Page 1 of 4
Eric Lippert's name is synonymous with C#. Having been Principal Developer at Microsoft on the C# compiler team and a member of the C# language design team he now works on C# analysis at Coverity.
If you know C# then the name Eric Lippert will be synonymous with clear explanations of difficult ideas and insights into the way languages work and are put together. However this didn't stop our interviewer Nikos Vaggalis (NV) from ranging over topics as diverse as the future of C#, asynchronous v parallel, Visual Basic and more.
Read on because you are sure to find something to interest you about C#, languages in general or just where things are headed.
Eric Lippert (Source; Mark Aiken)
NV : So Eric, after so many years at Microsoft you began a new career at Coverity. Was the 'context switch' easy?
EL : Yes and no. Some parts of it were very easy and some took some getting used to.
For example, re-learning how to use Unix-based development tools, which I had not touched since the early 1990s, took me a while. Git is very different than Team Foundation Studio. And so on. But some things were quite straightforward.
Coverity's attitude towards static analysis is very similar to the attitude that the C# compiler team has about compiler warnings, for instance. Though of course the conditions that Coverity is checking for are by their nature much more complicated than the heuristics that the C# compiler uses for warnings.
Switching from taking a bus to downtown every day instead of taking a bus to Redmond every day was probably the easiest part!
NV: I guess that from now on you'll be working on the field of static analysis. What exactly does static analysis do?
EL: Static analysis is a very broad field in both industry and academia. So let me first start very wide, and then narrow that down to what we do at Coverity.
Static analysis is analysis of programs based solely on their source code or, if the source code is not available, their compiled binary form. That is in contrast with dynamic analysis, which analyses program behavior by watching the program run. So a profiler would be an example of dynamic analysis; it looks at the program as it is running and discovers facts about its performance, say.
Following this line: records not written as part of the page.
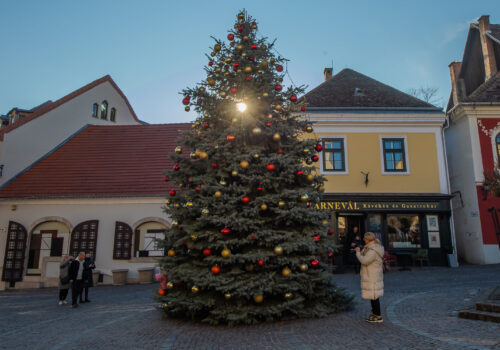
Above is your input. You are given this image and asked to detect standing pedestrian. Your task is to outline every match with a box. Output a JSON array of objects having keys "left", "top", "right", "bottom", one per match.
[
  {"left": 356, "top": 232, "right": 384, "bottom": 323},
  {"left": 59, "top": 255, "right": 73, "bottom": 305},
  {"left": 69, "top": 252, "right": 85, "bottom": 308},
  {"left": 80, "top": 252, "right": 95, "bottom": 303}
]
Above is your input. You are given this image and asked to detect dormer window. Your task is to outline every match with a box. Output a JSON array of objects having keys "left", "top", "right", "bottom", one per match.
[
  {"left": 92, "top": 103, "right": 99, "bottom": 118},
  {"left": 101, "top": 100, "right": 108, "bottom": 119}
]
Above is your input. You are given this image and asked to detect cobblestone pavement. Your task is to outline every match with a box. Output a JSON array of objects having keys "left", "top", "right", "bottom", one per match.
[{"left": 0, "top": 265, "right": 500, "bottom": 350}]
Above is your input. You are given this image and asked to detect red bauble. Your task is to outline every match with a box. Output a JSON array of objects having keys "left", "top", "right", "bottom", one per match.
[{"left": 212, "top": 265, "right": 220, "bottom": 275}]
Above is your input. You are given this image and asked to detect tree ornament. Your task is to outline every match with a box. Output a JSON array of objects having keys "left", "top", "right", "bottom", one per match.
[
  {"left": 220, "top": 249, "right": 231, "bottom": 258},
  {"left": 253, "top": 294, "right": 264, "bottom": 304}
]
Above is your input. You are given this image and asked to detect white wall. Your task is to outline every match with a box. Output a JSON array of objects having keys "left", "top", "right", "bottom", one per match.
[
  {"left": 0, "top": 197, "right": 169, "bottom": 288},
  {"left": 0, "top": 81, "right": 139, "bottom": 185}
]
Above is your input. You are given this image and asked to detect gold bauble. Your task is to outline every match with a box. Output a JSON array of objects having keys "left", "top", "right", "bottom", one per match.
[
  {"left": 252, "top": 128, "right": 262, "bottom": 135},
  {"left": 281, "top": 267, "right": 292, "bottom": 277},
  {"left": 253, "top": 295, "right": 264, "bottom": 304}
]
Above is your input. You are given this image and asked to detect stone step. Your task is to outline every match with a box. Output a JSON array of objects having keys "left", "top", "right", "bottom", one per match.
[
  {"left": 476, "top": 301, "right": 500, "bottom": 313},
  {"left": 458, "top": 310, "right": 500, "bottom": 323}
]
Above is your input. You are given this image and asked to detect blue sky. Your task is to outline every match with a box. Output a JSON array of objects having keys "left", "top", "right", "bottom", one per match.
[{"left": 0, "top": 0, "right": 500, "bottom": 123}]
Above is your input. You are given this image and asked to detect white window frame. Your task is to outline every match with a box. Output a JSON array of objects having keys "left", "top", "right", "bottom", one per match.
[
  {"left": 379, "top": 135, "right": 410, "bottom": 175},
  {"left": 319, "top": 135, "right": 349, "bottom": 175}
]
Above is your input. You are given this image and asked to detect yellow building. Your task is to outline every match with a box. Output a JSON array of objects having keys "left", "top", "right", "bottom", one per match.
[{"left": 305, "top": 68, "right": 455, "bottom": 265}]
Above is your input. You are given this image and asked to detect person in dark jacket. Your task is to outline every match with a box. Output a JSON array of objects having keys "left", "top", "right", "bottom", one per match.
[
  {"left": 69, "top": 252, "right": 85, "bottom": 308},
  {"left": 80, "top": 252, "right": 95, "bottom": 303}
]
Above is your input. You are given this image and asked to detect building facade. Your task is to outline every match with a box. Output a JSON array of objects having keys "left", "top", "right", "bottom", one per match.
[
  {"left": 305, "top": 68, "right": 455, "bottom": 265},
  {"left": 445, "top": 16, "right": 500, "bottom": 264}
]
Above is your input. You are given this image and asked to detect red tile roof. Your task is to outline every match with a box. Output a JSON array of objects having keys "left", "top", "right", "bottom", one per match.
[
  {"left": 0, "top": 124, "right": 191, "bottom": 199},
  {"left": 0, "top": 75, "right": 144, "bottom": 141}
]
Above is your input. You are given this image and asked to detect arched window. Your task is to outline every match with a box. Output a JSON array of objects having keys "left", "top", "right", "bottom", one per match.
[
  {"left": 101, "top": 100, "right": 108, "bottom": 119},
  {"left": 92, "top": 103, "right": 99, "bottom": 118}
]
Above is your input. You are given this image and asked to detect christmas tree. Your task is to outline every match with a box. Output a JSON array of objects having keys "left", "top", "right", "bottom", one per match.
[{"left": 158, "top": 11, "right": 351, "bottom": 325}]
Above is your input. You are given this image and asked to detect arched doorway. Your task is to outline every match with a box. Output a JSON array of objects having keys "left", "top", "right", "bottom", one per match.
[{"left": 26, "top": 217, "right": 71, "bottom": 275}]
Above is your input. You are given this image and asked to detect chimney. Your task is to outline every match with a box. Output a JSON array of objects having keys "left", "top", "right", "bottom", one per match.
[
  {"left": 477, "top": 16, "right": 500, "bottom": 80},
  {"left": 448, "top": 61, "right": 465, "bottom": 105},
  {"left": 323, "top": 67, "right": 333, "bottom": 81}
]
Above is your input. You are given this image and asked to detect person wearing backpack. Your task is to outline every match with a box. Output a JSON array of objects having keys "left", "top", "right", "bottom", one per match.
[{"left": 356, "top": 232, "right": 384, "bottom": 323}]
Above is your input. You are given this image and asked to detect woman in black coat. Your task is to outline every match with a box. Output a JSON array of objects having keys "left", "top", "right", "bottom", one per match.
[{"left": 80, "top": 252, "right": 95, "bottom": 303}]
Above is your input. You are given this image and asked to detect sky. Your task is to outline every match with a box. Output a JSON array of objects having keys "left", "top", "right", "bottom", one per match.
[{"left": 0, "top": 0, "right": 500, "bottom": 123}]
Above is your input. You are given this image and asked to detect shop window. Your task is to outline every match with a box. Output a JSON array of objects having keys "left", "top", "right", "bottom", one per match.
[
  {"left": 92, "top": 103, "right": 99, "bottom": 118},
  {"left": 113, "top": 221, "right": 132, "bottom": 259},
  {"left": 109, "top": 107, "right": 116, "bottom": 122},
  {"left": 322, "top": 138, "right": 346, "bottom": 172},
  {"left": 387, "top": 215, "right": 422, "bottom": 248},
  {"left": 101, "top": 101, "right": 108, "bottom": 119},
  {"left": 382, "top": 138, "right": 407, "bottom": 172}
]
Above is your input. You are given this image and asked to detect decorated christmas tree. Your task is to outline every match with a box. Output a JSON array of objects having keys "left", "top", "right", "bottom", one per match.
[{"left": 158, "top": 12, "right": 351, "bottom": 325}]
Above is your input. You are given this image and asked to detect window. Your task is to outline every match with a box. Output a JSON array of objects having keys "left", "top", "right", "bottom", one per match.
[
  {"left": 70, "top": 220, "right": 98, "bottom": 258},
  {"left": 92, "top": 103, "right": 99, "bottom": 118},
  {"left": 382, "top": 138, "right": 407, "bottom": 172},
  {"left": 322, "top": 138, "right": 346, "bottom": 172},
  {"left": 101, "top": 101, "right": 108, "bottom": 119},
  {"left": 113, "top": 221, "right": 132, "bottom": 259},
  {"left": 109, "top": 107, "right": 116, "bottom": 122},
  {"left": 387, "top": 215, "right": 422, "bottom": 248}
]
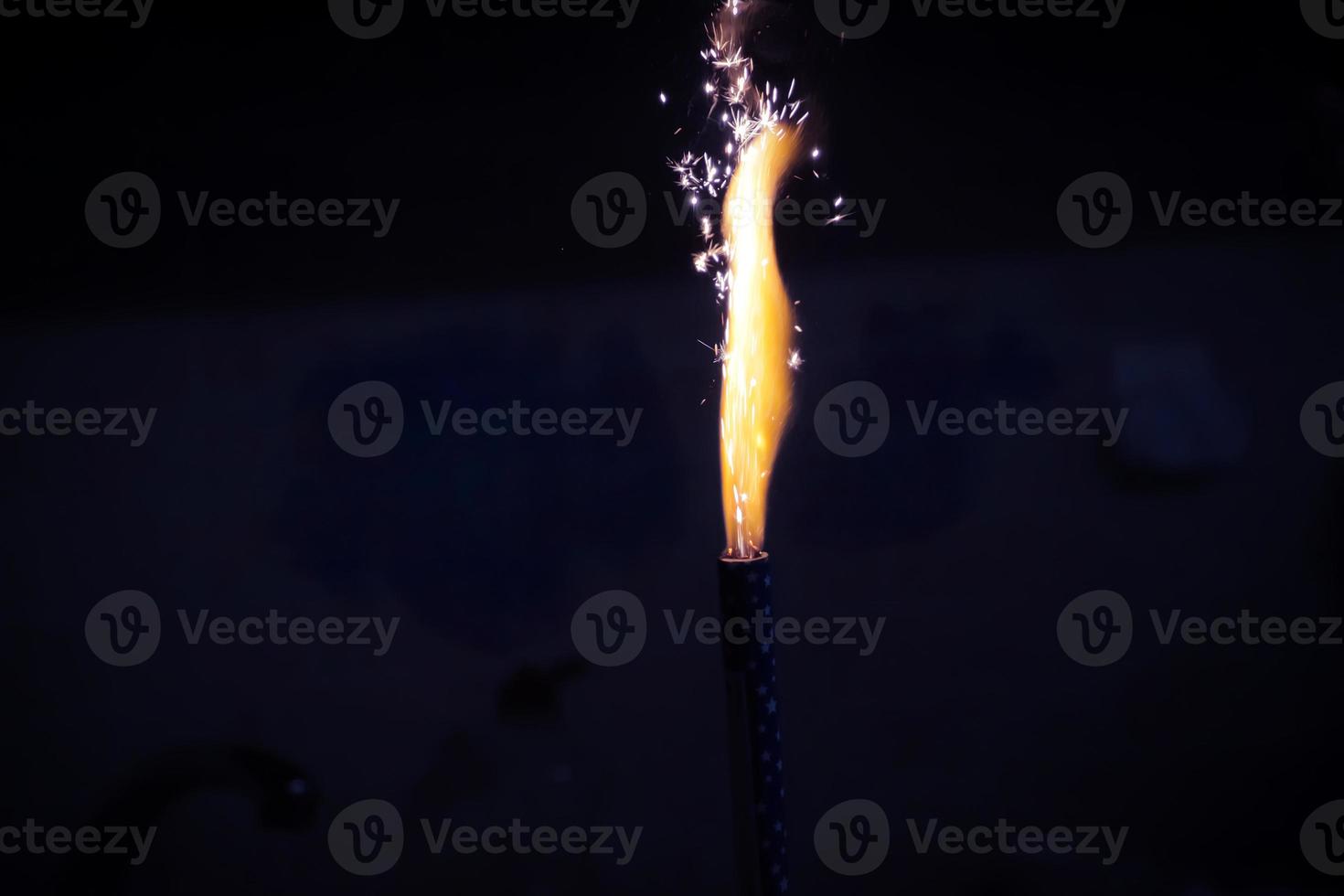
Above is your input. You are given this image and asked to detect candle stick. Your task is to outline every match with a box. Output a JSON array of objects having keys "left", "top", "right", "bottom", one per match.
[{"left": 719, "top": 553, "right": 789, "bottom": 896}]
Any analysis you perform just by looking at the source code is static analysis. So for example, compiler errors are static analysis; the error was determined by looking at the source code.
So now let's get a bit more focused. There are lots of reasons to perform static analysis, but the one we are focused on is the discovery of program defects. That is still very broad. Consider a defect such as "this public method violates the Microsoft naming guidelines". That's certainly a defect. You might not consider that a particularly interesting or important defect, but it’s a defect.
Coverity is interested in discovering a very particular class of defect.
That is, defects that would result in a bug that could realistically affect a user of the software. We're looking for genuine “I'm-glad-we-found-that-before-we-shipped-and-a-customer-lost-all-their-work” sort of bugs. Something like a badly named method that the customer is never going to notice.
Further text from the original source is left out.